For rent: "830,000 hectares of pristine tropical rainforest. Rich in wildlife, including forest elephants and gorillas. Provides a regionally important African green corridor. Price: $1.6m a year. Conservationist tenant preferred, but extractive forestry also considered. Please apply to the Cameroonian minister of forestry."
This offer by the government of Cameroon has been on the table since 2001, but they haven't found any takers from the conservation side yet. If nobody steps up, the forest of Ngoyla-Mintom will probably be leased to logging companies.
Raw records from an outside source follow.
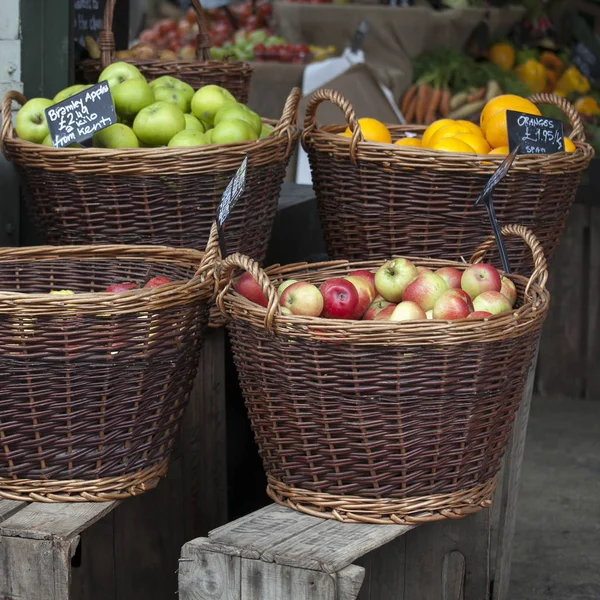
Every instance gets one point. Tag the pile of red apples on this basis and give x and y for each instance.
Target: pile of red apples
(398, 291)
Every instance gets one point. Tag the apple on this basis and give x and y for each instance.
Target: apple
(340, 298)
(118, 73)
(425, 290)
(193, 124)
(492, 302)
(365, 295)
(157, 281)
(285, 285)
(31, 122)
(207, 101)
(188, 137)
(241, 112)
(156, 124)
(508, 289)
(232, 132)
(450, 307)
(116, 136)
(119, 288)
(247, 287)
(393, 277)
(130, 97)
(407, 311)
(302, 298)
(451, 276)
(480, 278)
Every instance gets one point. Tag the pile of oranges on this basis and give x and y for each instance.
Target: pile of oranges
(448, 135)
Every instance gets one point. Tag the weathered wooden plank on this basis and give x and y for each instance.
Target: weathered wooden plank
(269, 581)
(510, 492)
(41, 521)
(208, 576)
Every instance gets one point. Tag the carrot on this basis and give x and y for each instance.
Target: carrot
(407, 98)
(434, 103)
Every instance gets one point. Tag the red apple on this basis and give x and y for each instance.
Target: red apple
(303, 298)
(451, 276)
(119, 288)
(509, 290)
(492, 302)
(247, 287)
(425, 290)
(157, 281)
(450, 307)
(407, 311)
(480, 278)
(392, 278)
(340, 298)
(365, 296)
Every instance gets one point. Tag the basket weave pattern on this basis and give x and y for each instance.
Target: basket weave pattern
(95, 384)
(375, 200)
(378, 421)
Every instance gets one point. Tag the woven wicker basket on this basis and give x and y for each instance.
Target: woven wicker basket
(232, 75)
(375, 421)
(376, 200)
(94, 384)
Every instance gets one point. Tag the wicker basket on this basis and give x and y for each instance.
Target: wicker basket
(232, 75)
(376, 200)
(94, 384)
(375, 421)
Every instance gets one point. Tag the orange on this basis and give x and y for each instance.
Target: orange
(452, 145)
(476, 141)
(415, 142)
(373, 131)
(428, 134)
(569, 145)
(502, 104)
(448, 131)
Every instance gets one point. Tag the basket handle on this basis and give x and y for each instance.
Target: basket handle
(241, 261)
(540, 267)
(106, 38)
(7, 130)
(310, 120)
(577, 135)
(289, 118)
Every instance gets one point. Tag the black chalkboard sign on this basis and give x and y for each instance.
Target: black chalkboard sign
(534, 134)
(77, 118)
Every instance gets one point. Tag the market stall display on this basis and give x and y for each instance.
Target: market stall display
(377, 421)
(98, 351)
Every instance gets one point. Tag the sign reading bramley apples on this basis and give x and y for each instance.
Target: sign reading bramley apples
(79, 117)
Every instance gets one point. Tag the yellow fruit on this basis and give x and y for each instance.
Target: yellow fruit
(476, 141)
(433, 128)
(373, 131)
(448, 131)
(502, 104)
(415, 142)
(452, 145)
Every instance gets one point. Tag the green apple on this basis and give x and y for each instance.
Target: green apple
(232, 131)
(192, 123)
(116, 136)
(118, 73)
(240, 112)
(130, 97)
(188, 137)
(208, 100)
(156, 124)
(31, 122)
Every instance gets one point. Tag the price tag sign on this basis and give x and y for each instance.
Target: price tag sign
(79, 117)
(534, 134)
(233, 192)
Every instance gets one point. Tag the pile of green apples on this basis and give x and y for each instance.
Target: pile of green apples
(163, 112)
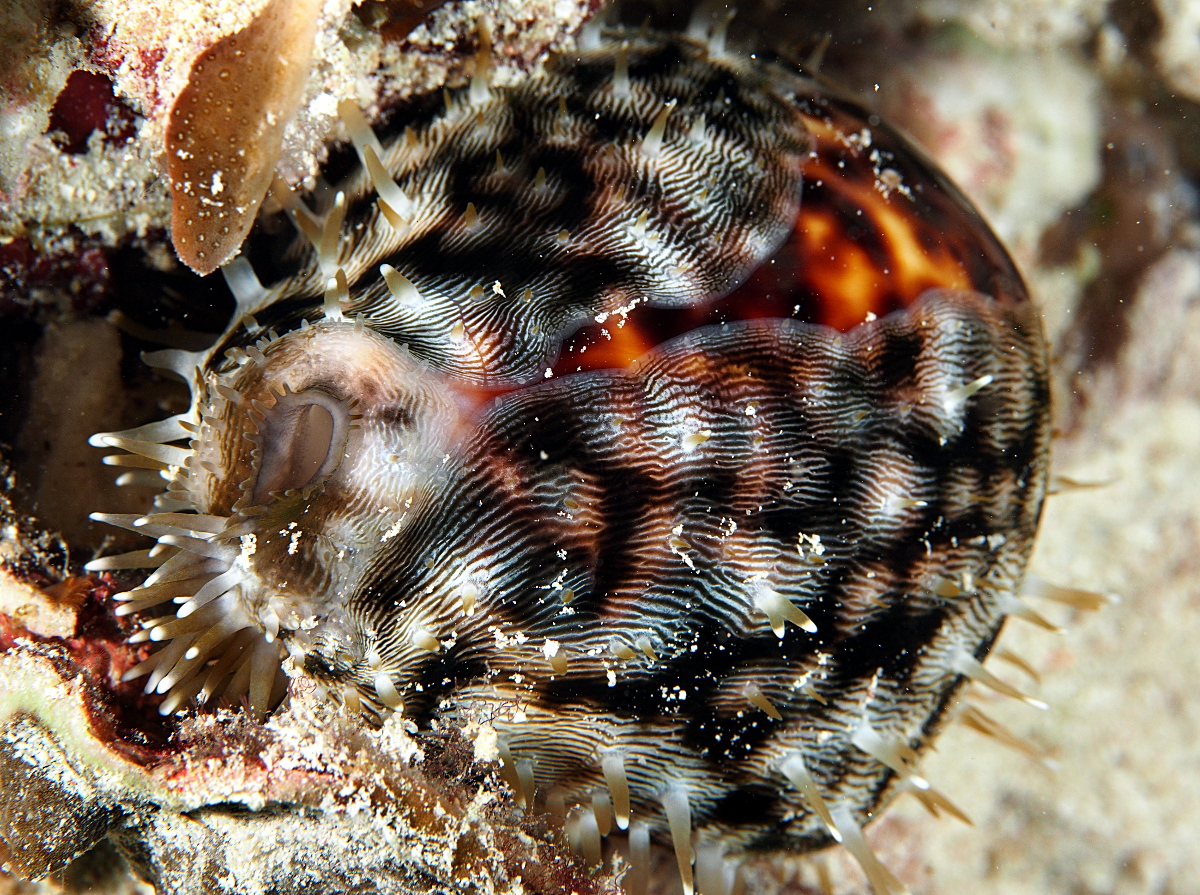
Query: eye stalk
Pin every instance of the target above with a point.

The WWF has proposed a compromise - keeping an unexploited core of Ngoyla-Mintom while the rest is opened to limited "sustainable" hunting and forestry - but it is not clear yet if it will be accepted.Joseph Matta, the country's forestry minister, points out that even the limited forestry that the WWF proposes would mean building roads that will present additional threats to the area, so it is not ideal.
The idea of conservation concessions has been around since 2000. It was introduced by an American charity called Conservation International, which realised the going rate for logging concessions was often so low that it could afford to outbid the foresters. It has since leased forests in Guyana—where it has 80,000 hectares of Upper Essequibo—and in Peru, Sierra Leone, Papua New Guinea, Fiji and Mexico.
Anybody with deep pockets reading this? Any org that can organize fund-raising on the internet?